The pre-dawn Lom Sak landslide happened between kilometre markers No 375 and 376 on the Lom Sak- Chumpae road in Tambon Buan Klang.
Meanwhile, locals were relieved after a crocodile that escaped from a breeding farm in Phetchabun on Saturday was re-captured yesterday morning, police said.
The bloated Mun River in Nakhon Ratchasima’s Phimai district continued to flood three more tambons after two tambons were hit last week. State offices and homes in Tambon Nai Muang, Tambon Tha Luang, Tambon Bote, Tambon Than Lalod and Tambon Samrit as well as 4,000 rai (640 hectares) of paddy fields were submerged in up to 40cm of water. In Chaiyaphum, where six districts were flood-affected, army Region 2 soldiers were building a temporary bridge for about 1,000 families as the road to their 10 villages were made impassable by flooding.
The increased levels of water released by Khon Kaen’s Ubolrat caused floods to downstream farmlands and homes in Nam Pong district.
The business area of Loei’s Dan Sai district was hit by run-off from several mountains at 2am yesterday after hours of heavy rain but thankfully, the water subsided at about 7am.
Mountain run-off caused the Nam Pad Canal to burst its banks and inundate Ban Nam Pad School in Pitsanulok’s None Maprang district at 5am. This was the 10th time this year the school had been submerged, the lowest points being the teachers’ residences and the schools’ cafeteria, which were under 1.5 metres of water before the flood finally subsided at 9am.
In Lampang, an eight-rai area of Mae Mo municipality was declared a disaster zone after days of heavy rain opened wide cracks in the earth and eight homes were threatened by erosion.

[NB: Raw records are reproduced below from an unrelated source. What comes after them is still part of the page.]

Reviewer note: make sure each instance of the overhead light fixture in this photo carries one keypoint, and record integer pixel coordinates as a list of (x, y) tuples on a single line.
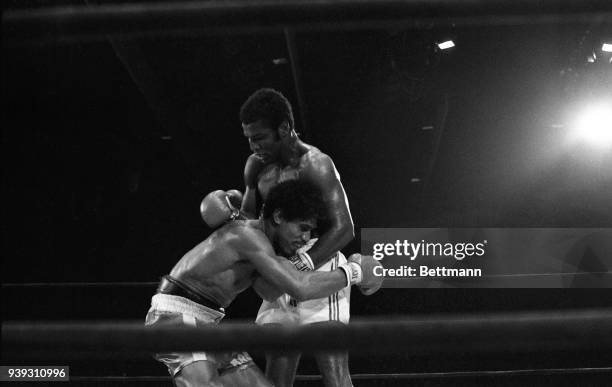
[(446, 45), (594, 125)]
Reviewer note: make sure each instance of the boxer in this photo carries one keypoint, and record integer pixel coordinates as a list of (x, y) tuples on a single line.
[(237, 255)]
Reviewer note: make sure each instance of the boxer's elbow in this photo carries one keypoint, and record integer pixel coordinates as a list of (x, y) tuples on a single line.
[(299, 291), (345, 233)]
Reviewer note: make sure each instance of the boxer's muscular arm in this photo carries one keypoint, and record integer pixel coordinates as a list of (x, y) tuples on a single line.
[(253, 246), (265, 290), (321, 171), (251, 170)]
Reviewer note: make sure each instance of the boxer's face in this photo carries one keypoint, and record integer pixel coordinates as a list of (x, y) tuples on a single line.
[(263, 140), (291, 235)]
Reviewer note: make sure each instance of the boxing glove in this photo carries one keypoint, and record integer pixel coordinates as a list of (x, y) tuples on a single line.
[(217, 208), (362, 273)]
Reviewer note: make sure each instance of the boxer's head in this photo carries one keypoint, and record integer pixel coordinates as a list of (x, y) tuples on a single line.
[(292, 211), (267, 122)]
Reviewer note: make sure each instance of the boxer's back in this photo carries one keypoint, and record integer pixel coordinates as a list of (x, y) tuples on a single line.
[(274, 173), (214, 267)]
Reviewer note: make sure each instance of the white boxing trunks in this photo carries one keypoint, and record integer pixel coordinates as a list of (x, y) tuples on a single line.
[(169, 310), (287, 311)]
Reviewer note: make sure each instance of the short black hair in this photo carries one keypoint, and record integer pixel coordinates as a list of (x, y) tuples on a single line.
[(268, 105), (296, 200)]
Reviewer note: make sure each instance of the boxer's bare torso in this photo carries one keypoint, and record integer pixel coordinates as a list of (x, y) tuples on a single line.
[(217, 267)]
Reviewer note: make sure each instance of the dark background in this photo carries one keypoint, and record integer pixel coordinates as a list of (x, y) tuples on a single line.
[(108, 147)]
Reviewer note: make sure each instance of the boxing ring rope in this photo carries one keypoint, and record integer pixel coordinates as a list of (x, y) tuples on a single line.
[(99, 21), (482, 333)]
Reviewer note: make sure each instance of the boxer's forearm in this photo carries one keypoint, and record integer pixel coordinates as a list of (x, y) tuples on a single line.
[(266, 290)]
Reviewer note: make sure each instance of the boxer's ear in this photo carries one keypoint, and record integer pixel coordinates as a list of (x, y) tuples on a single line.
[(284, 130)]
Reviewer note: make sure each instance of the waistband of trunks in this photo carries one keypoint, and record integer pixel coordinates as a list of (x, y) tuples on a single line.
[(177, 304)]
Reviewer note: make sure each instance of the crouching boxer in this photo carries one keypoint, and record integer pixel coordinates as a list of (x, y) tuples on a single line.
[(237, 255)]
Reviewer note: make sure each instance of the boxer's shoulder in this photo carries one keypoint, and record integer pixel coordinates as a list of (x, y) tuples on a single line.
[(318, 166)]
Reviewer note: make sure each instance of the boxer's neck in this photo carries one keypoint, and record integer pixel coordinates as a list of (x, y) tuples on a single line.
[(292, 152)]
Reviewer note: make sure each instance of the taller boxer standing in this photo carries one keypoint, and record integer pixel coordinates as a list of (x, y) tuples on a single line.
[(279, 155), (238, 255)]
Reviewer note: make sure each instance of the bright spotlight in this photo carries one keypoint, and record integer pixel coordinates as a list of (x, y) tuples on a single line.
[(445, 45), (594, 125)]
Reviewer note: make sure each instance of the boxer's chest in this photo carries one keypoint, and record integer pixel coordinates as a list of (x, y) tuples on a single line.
[(274, 174)]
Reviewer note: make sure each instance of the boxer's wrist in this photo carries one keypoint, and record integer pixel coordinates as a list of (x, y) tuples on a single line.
[(353, 273)]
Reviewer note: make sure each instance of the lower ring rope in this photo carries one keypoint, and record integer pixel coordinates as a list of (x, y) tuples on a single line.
[(484, 333)]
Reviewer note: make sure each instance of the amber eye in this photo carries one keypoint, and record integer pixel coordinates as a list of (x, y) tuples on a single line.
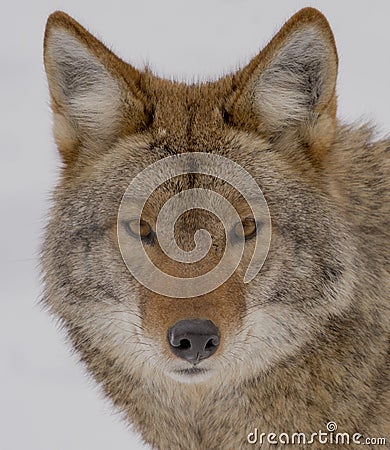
[(138, 228), (248, 229)]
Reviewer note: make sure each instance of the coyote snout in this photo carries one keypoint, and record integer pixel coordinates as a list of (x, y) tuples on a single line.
[(194, 339)]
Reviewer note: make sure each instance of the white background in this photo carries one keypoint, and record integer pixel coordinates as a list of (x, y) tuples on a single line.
[(46, 400)]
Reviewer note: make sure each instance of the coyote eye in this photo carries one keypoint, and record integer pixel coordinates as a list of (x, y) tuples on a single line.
[(139, 228), (248, 229)]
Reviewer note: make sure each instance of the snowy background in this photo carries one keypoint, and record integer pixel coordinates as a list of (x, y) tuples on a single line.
[(46, 401)]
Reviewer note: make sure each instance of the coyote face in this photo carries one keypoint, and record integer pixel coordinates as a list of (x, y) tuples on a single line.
[(163, 182)]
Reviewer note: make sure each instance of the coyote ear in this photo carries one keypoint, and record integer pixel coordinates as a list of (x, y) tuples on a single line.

Mayor Chucheep Boonnak said the declaration followed an inspection by Mineral Resources Office 1 officials who believe the subsidence might stem from layers of soil separating after becoming saturated. Twenty-two tenants in eight affected homes also had to be evacuated.
In Phayao’s Muang district, soldiers yesterday waded through one-metre-deep water to save 40 pigs from a flooded farm in Tambon Huai Kaew.